The Charlotte Observer reported this morning that the number of concealed carry permits in North Carolina has tripled since 2010 to 647,553 at the beginning of this year. While the number of law-abiding citizens carrying firearms has drastically increased, violent crime has not.

North Carolina passed its comprehensive concealed-carry law in 1995, requiring permit applicants to be certified before they can carry handguns tucked away in their bags, purses, cars and hidden belt holsters.

The process involves an eight-hour course and a firing test to see if the applicant can wield a weapon correctly. It requires a criminal and mental health background check and costs a few hundred dollars.

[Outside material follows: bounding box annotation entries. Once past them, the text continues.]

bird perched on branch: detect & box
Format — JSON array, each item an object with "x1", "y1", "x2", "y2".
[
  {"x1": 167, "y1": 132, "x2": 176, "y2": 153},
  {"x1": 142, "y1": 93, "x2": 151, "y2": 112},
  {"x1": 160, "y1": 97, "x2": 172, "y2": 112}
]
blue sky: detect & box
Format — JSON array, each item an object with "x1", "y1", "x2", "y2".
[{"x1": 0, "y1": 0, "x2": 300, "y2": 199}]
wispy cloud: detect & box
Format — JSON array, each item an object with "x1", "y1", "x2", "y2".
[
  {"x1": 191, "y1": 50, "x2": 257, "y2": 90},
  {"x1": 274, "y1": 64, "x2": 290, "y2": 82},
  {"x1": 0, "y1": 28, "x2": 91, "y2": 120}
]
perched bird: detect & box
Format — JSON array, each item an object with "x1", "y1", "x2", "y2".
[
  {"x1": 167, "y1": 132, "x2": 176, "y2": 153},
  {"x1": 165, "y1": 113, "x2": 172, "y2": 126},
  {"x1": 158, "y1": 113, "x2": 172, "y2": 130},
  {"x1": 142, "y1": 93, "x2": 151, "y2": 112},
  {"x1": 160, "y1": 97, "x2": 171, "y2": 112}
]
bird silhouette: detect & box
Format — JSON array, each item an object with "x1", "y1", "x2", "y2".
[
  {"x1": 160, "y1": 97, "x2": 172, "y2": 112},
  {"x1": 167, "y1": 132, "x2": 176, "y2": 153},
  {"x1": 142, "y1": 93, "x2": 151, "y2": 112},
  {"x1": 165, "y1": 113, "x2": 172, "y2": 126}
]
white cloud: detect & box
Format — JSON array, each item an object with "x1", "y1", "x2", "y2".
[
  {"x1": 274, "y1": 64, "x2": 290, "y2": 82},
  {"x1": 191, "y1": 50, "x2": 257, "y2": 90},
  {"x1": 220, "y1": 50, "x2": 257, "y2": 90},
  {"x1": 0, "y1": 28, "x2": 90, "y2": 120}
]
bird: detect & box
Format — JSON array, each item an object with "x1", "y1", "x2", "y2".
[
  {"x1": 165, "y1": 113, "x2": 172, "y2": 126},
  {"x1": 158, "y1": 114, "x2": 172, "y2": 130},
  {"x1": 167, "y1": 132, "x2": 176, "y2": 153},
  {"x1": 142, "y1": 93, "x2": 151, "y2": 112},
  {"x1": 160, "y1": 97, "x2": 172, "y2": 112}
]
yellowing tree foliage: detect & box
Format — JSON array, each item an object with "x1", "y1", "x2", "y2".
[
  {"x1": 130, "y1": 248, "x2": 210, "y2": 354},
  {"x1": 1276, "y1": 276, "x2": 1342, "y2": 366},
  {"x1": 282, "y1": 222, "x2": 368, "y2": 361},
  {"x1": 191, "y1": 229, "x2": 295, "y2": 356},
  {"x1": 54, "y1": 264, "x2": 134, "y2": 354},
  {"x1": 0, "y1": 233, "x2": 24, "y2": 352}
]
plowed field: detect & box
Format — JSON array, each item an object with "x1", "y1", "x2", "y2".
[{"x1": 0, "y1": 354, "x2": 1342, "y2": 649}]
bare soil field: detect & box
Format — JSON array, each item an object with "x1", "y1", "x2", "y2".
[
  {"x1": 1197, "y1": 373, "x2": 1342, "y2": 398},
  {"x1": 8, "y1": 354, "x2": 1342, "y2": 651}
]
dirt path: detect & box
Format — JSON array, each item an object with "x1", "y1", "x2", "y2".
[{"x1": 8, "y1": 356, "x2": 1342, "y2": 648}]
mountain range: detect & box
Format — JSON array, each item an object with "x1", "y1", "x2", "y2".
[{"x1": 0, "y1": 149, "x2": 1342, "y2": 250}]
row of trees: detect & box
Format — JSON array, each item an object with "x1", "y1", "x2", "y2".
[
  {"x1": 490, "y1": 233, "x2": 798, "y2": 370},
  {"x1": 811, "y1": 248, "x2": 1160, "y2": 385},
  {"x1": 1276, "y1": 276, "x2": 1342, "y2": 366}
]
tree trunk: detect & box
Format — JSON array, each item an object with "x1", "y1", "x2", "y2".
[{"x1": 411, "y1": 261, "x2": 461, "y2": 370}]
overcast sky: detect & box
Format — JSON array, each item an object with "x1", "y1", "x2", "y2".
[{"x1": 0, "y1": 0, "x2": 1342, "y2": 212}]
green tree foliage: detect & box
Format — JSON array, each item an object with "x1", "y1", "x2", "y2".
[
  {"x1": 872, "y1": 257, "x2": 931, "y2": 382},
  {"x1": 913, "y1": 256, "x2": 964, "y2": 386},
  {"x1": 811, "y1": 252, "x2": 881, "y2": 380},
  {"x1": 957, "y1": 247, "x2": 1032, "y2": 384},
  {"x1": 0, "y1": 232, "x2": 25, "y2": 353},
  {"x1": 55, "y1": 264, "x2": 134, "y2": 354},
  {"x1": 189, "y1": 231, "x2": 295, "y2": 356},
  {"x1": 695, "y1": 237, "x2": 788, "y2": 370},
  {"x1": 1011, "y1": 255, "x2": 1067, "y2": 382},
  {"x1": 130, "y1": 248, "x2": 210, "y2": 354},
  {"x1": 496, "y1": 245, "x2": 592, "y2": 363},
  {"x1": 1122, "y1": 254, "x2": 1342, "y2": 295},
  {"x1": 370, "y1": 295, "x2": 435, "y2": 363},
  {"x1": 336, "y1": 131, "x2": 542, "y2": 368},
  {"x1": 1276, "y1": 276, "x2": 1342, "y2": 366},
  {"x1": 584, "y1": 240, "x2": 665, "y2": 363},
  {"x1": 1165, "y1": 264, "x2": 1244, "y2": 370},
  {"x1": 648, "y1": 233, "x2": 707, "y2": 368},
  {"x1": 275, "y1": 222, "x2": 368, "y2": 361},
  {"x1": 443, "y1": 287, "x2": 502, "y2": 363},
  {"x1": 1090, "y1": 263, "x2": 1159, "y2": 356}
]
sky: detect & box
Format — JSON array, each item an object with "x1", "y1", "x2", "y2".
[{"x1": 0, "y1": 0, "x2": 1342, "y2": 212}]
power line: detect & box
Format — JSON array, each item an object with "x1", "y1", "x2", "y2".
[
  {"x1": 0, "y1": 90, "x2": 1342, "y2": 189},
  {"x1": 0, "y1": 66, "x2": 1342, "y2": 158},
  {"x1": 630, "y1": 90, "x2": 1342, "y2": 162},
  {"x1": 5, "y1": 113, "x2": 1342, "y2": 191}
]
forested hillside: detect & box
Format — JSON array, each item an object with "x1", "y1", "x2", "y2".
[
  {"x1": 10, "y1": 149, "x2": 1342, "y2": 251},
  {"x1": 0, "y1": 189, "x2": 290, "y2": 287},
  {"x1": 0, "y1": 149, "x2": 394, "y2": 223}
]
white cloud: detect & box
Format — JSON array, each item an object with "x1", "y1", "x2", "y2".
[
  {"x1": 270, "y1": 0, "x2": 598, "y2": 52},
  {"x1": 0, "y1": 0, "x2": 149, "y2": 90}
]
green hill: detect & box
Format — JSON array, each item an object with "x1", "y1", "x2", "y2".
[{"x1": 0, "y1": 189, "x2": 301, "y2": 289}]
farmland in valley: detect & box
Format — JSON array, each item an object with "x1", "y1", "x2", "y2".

More than 600,000 N.C. residents have undergone that process. At about eight percent of the state’s population, that represented the 10th-highest rate in the nation in 2017. Mecklenburg County, like many urban areas, has a lower concealed-carry rate of about 3.7 percent of the population.

The fact that the proliferation of concealed handguns has not resulted in the Old Wild West level of violence that gun control advocates always predict has not stopped them from trying to reduce the number of law-abiding citizens carrying firearms.

Gun Control Advocates Prefer 'May-Issue' over 'Shall-Issue' Concealed Carry

May-issue states like California, New York, New Jersey, Hawaii and Maryland allow local law enforcement complete discretion over who can exercise their constitutional right to keep and bear arms.

In California, this results in very uneven respect for the right; counties like Orange and Fresno issue tens of thousands of permits, while San Francisco County has issued only two. [That last is not at typo.]

North Carolina, as a “shall-issue” state, prompts its sheriffs to issue concealed-carry permits to any applicant unless there’s a glaring reason not to, such as a felony conviction.

“We have some good laws in place,” said Becky Ceartas, executive director of North Carolinians Against Gun Violence. “There’s always room for improvement.”

This year, state legislators nearly approved a bill similar to laws in nine other states that would leave it to the sheriff’s discretion whether to issue a concealed-carry permit. “Law enforcement officials know that community best,” said Ceartas, whose group supported the move.

And, all too typically, too many sheriffs are of the opinion that if you're not a cop, you're little people.

The case of North Carolina just goes to show you that even when their predictions all turn out for naught, so-called gun-safety advocates don't really care about safety, they hate guns. If that makes you less safe, then so be it.